A dumbed down (i.e. No math) summary of the theory of the Greenhouse effect:

DCCE7B9C-37BB-426C-8A80-A4B67F3FEE18

Energy from the Sun that makes its way to Earth can have trouble finding its way back out to space. The greenhouse effect causes some of this energy to be waylaid in the atmosphere, absorbed and released by greenhouse gases.

8824F1A4-EFE2-44D4-92B2-82EEF2377A0E

Without the greenhouse effect, Earth’s temperature would be below freezing. It is, in part, a natural process. However, Earth’s greenhouse effect is getting stronger as we add greenhouse gases to the atmosphere. That’s is warming the climate of our planet.

Solar energy absorbed at Earth’s surface is radiated back into the atmosphere as heat. As the heat makes its way through the atmosphere and back out to space, greenhouse gases absorb much of it. Why do greenhouse gases absorb heat? Greenhouse gases are more complex than other gas molecules in the atmosphere, with a structure that can absorb heat. They radiate the heat back to the Earth’s surface, to another greenhouse gas molecule, or out to space.

Even though only a tiny amount of the gases in Earth’s atmosphere are greenhouse gases, they have a huge effect on climate. Sometime during this century, the amount of the greenhouse gas carbon dioxide in the atmosphere is expected to double. Other greenhouse gases like methane and nitrous oxide are increasing as well. The quantity of greenhouse gases is increasing as fossil fuels are burned, releasing the gases and other air pollutants into the atmosphere. Greenhouse gases also make their way to the atmosphere from other sources. Farm animals, for example, release methane gas as they digest food. As cement is made from limestone, it releases carbon dioxide.

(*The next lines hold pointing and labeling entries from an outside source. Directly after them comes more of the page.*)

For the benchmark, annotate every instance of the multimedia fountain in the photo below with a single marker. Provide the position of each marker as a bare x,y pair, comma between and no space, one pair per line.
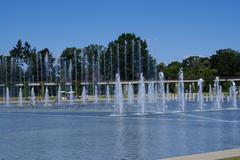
140,119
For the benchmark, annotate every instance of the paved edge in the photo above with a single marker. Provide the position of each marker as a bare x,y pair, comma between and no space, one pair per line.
210,155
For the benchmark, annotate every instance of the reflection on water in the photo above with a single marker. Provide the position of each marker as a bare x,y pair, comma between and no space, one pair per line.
95,135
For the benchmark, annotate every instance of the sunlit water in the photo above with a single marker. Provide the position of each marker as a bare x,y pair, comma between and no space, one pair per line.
89,132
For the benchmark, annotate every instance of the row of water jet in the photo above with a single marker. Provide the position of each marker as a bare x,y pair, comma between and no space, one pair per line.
118,95
181,98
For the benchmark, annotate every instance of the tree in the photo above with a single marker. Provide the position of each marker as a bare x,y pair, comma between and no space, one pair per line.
226,62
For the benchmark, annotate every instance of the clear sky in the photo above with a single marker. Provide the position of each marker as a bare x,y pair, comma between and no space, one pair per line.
174,29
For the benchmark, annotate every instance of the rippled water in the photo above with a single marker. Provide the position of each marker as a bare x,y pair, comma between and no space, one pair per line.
90,132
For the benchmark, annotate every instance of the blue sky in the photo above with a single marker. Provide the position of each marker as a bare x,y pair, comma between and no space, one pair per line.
174,29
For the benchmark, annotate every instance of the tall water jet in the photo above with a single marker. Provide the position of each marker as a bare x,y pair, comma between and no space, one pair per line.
217,93
84,95
20,97
118,94
151,93
95,94
167,92
141,94
7,96
181,98
190,93
71,95
162,91
107,94
210,94
200,93
46,99
59,96
33,98
234,94
130,93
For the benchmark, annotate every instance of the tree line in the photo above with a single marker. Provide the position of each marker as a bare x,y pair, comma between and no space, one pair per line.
128,55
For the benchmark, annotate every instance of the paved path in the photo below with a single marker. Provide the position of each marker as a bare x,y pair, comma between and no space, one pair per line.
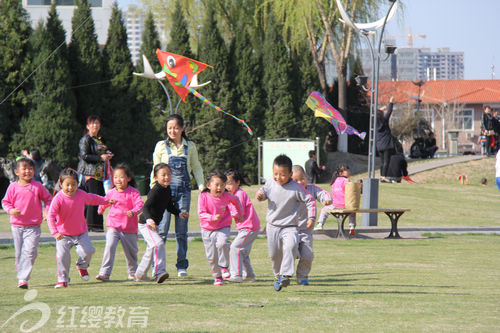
434,163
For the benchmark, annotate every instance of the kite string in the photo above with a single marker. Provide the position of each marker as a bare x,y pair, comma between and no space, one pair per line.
44,61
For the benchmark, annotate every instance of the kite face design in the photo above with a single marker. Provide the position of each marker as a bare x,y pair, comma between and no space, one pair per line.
323,109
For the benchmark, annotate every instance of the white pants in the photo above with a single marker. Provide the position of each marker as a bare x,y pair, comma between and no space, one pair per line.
84,249
26,240
282,244
217,246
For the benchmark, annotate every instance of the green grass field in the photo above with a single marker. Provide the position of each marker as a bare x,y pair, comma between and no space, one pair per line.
446,283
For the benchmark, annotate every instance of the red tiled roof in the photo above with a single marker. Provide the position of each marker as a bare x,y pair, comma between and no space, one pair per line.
449,91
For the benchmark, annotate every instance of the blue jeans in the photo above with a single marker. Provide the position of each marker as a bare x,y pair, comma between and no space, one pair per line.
183,198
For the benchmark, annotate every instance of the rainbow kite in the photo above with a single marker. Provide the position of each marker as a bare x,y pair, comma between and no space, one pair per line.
323,109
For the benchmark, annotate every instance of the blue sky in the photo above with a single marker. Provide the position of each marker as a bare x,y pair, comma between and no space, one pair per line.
468,26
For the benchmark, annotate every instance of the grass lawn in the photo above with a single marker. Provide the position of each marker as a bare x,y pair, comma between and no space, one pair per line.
438,284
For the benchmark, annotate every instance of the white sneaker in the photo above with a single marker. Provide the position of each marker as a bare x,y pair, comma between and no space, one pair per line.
318,226
235,278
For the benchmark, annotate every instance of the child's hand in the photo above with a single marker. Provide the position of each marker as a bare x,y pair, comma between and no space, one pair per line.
151,224
14,212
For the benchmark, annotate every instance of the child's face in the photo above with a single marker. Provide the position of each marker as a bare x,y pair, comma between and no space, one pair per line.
216,186
300,178
25,172
69,186
120,179
174,131
281,174
232,185
164,177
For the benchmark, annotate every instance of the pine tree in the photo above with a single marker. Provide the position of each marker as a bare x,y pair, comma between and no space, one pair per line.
51,125
216,136
119,95
86,63
248,101
15,66
281,119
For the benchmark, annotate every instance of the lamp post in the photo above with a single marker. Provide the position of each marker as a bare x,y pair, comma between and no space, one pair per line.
370,184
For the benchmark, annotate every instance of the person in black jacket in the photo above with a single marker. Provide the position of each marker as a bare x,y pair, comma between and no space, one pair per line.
93,157
385,142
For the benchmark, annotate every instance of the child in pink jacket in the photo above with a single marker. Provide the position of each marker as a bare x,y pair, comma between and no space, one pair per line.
215,209
23,202
67,224
248,230
121,223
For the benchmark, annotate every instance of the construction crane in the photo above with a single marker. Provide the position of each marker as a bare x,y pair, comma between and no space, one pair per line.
410,37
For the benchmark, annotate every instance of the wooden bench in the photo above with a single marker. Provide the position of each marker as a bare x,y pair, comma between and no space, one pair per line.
394,214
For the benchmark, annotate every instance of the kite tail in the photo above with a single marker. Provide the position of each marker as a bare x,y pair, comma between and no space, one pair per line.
206,101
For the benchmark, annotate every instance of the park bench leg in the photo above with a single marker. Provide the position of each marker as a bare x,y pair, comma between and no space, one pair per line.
341,217
394,217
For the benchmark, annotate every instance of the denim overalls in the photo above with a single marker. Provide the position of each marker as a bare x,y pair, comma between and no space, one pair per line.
181,194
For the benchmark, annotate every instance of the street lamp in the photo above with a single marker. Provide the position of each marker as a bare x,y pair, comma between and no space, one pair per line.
370,184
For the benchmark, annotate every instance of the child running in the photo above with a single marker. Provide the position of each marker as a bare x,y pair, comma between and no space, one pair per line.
159,199
215,209
248,229
284,197
340,177
121,223
67,224
306,252
23,202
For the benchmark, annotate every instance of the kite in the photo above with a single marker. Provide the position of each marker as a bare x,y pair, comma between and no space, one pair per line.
182,74
322,109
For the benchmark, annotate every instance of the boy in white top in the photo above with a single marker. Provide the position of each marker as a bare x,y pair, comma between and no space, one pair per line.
284,197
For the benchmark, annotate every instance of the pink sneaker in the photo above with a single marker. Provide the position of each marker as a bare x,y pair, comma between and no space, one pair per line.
225,273
84,275
218,281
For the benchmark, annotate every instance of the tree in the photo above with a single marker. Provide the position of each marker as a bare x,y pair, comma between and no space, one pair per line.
15,52
86,63
281,120
51,125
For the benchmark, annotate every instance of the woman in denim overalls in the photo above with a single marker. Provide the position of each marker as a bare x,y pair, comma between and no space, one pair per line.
182,157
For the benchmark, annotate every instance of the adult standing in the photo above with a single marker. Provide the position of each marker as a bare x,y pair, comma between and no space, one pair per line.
182,157
385,141
93,159
488,130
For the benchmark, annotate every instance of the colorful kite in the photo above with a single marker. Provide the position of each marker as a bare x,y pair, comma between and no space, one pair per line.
182,73
323,109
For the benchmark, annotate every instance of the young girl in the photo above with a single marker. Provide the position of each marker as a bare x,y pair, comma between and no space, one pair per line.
23,202
159,200
67,224
121,223
215,209
341,177
182,157
248,229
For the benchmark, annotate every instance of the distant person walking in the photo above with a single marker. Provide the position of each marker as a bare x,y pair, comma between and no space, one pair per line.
385,141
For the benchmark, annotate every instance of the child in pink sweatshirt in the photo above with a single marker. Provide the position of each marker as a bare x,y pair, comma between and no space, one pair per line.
67,224
215,209
121,223
23,202
248,230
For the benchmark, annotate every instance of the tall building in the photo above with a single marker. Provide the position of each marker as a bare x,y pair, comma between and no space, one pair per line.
417,64
101,13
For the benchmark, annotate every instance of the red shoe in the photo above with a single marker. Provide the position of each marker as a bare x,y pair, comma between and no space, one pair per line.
84,275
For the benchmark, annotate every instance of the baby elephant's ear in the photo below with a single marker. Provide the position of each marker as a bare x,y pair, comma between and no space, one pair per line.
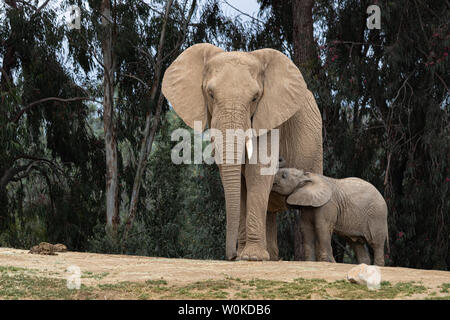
315,193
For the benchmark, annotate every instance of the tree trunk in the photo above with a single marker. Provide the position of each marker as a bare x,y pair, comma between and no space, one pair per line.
304,46
112,182
304,55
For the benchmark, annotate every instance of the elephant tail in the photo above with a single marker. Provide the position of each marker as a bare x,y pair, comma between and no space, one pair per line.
387,243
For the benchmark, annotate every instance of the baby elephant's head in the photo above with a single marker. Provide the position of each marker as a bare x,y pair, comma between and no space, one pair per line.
288,179
302,188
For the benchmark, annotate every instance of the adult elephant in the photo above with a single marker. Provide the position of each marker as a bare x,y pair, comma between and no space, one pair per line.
262,89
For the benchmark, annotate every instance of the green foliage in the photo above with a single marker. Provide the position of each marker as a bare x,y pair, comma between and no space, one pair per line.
383,97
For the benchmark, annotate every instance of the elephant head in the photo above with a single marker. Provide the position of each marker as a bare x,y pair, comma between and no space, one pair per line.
302,188
233,90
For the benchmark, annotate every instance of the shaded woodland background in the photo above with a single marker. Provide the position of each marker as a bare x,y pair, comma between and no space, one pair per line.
85,131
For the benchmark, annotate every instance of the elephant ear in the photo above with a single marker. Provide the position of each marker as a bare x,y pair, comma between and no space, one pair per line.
285,90
315,193
182,83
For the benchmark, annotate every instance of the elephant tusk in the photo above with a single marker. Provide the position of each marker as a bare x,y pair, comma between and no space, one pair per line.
249,146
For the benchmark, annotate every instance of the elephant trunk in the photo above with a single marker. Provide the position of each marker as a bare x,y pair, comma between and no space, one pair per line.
231,180
232,151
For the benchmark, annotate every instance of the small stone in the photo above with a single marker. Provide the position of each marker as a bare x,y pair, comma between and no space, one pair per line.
44,248
365,275
59,247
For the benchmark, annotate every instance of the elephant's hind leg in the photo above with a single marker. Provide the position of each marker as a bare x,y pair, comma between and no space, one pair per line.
308,234
271,236
378,253
362,254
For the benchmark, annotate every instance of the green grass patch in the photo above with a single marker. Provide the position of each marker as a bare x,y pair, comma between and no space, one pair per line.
20,283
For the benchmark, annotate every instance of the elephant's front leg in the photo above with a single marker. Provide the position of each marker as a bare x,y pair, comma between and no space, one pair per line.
258,190
242,236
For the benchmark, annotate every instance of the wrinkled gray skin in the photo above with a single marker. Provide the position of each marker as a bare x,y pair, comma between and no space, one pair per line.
351,207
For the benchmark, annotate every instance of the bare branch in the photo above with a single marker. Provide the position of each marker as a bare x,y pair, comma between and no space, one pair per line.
243,13
29,106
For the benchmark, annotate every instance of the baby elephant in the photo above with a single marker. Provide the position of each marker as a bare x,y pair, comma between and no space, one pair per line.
351,207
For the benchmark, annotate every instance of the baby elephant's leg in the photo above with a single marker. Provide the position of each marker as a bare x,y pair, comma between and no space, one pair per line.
324,223
362,254
308,233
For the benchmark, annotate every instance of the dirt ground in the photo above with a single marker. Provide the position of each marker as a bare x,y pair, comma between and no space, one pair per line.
117,268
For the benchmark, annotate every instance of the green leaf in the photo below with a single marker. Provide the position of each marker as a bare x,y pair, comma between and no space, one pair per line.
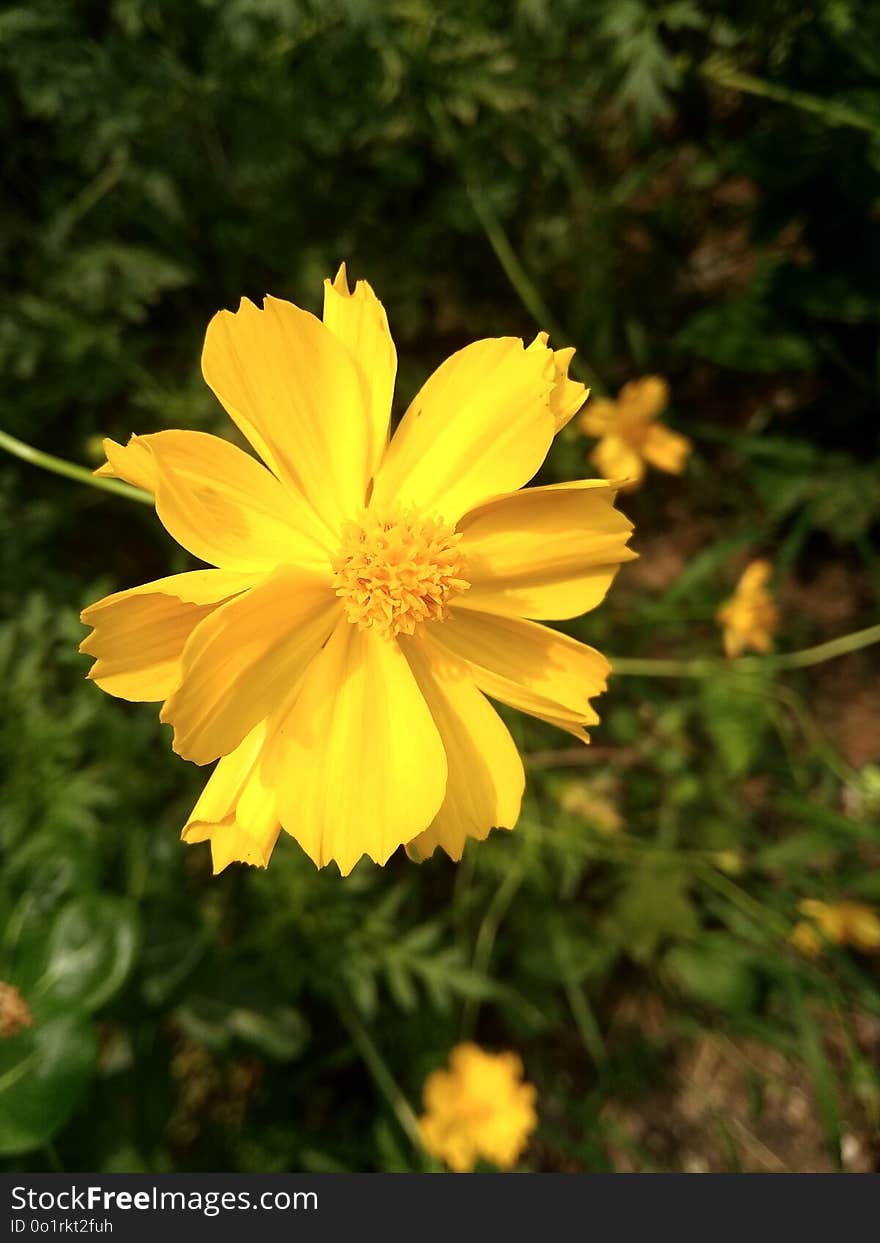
87,956
714,972
44,1072
653,906
279,1031
736,719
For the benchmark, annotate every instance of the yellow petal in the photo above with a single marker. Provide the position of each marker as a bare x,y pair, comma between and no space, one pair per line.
530,666
139,634
236,809
666,450
567,395
479,426
486,779
615,459
361,767
359,321
543,552
245,659
297,394
599,417
220,504
132,463
645,398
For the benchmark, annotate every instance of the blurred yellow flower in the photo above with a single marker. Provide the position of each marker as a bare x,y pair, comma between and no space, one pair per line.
847,924
750,618
630,434
479,1109
368,593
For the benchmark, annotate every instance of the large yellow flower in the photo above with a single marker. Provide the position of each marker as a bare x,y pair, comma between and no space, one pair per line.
479,1109
630,433
367,596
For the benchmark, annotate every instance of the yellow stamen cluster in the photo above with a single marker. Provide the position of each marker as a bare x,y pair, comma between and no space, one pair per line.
397,569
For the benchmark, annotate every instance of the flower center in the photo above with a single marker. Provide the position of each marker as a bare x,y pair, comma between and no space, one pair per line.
397,569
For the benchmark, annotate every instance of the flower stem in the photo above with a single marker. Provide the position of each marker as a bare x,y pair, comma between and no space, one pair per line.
81,474
382,1077
710,666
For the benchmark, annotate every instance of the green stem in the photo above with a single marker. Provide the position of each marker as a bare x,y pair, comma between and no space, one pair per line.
827,110
382,1077
523,286
81,474
710,666
486,935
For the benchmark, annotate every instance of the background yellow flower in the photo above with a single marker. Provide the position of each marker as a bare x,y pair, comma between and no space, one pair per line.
630,434
479,1109
750,617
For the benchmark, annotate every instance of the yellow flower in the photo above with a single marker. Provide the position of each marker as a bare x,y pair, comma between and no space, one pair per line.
367,594
750,617
479,1109
854,924
630,434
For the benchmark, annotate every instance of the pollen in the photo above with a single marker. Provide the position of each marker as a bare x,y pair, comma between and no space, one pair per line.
397,569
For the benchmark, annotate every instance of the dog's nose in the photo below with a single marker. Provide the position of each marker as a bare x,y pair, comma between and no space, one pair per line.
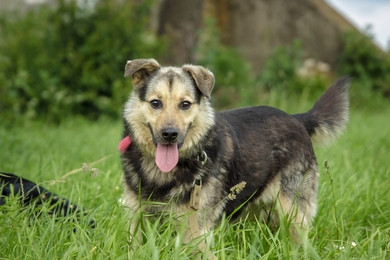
170,134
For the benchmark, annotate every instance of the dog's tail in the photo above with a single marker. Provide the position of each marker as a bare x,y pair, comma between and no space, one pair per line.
329,115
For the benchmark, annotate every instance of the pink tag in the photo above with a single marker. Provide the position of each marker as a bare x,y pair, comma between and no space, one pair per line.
124,144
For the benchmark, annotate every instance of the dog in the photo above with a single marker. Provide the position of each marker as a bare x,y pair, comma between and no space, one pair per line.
177,151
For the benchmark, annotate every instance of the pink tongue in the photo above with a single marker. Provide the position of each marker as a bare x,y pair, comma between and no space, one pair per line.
167,156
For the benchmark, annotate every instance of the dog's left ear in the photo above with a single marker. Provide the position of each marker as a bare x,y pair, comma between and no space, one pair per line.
204,79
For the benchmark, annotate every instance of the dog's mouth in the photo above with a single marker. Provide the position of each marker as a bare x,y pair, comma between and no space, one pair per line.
167,156
167,151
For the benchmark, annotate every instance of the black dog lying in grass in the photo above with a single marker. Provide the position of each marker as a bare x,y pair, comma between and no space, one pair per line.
30,193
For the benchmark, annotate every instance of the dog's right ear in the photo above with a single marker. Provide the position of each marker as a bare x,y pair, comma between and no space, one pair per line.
140,70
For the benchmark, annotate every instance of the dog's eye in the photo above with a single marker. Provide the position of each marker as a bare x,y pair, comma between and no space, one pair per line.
156,104
185,105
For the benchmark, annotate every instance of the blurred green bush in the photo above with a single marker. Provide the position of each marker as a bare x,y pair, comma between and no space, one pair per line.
66,59
368,65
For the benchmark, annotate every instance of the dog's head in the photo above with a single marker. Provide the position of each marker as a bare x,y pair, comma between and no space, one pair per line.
169,110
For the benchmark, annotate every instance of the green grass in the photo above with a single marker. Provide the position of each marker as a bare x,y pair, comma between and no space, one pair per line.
353,201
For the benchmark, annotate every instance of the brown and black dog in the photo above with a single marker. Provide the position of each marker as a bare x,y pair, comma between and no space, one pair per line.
254,158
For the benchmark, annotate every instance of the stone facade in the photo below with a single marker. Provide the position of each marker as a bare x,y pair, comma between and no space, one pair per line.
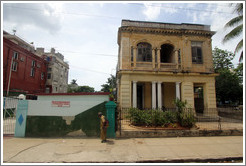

With more greenhouse gases in the air, heat passing through on its way out of the atmosphere is more likely to be stopped. The added greenhouse gases absorb the heat. They then radiate this heat. Some of the heat will head away from the Earth, some of it will be absorbed by another greenhouse gas molecule, and some of it will wind up back at the planet’s surface again. With more greenhouse gases, heat will stick around, warming the planet.

What can be done?

“Humans have caused major climate changes to happen already, and we have set in motion more changes still. Even if we stopped emitting greenhouse gases today, global warming would continue to happen for at least several more decades if not centuries. That’s because it takes a while for the planet (for example, the oceans) to respond, and because carbon dioxide – the predominant heat-trapping gas – lingers in the atmosphere for hundreds of years. There is a time lag between what we do and when we feel it.

In the absence of major action to reduce emissions, global temperature is on track to rise by an average of 6 °C (10.8 °F), according to the latest estimates. Some scientists argue a “global disaster” is already unfolding at the poles of the planet; the Arctic, for example, may be ice-free in the summer within just a few years. Yet other experts are concerned about Earth passing one or more “tipping points” – abrupt, perhaps irreversible changes that tip our climate into a new state.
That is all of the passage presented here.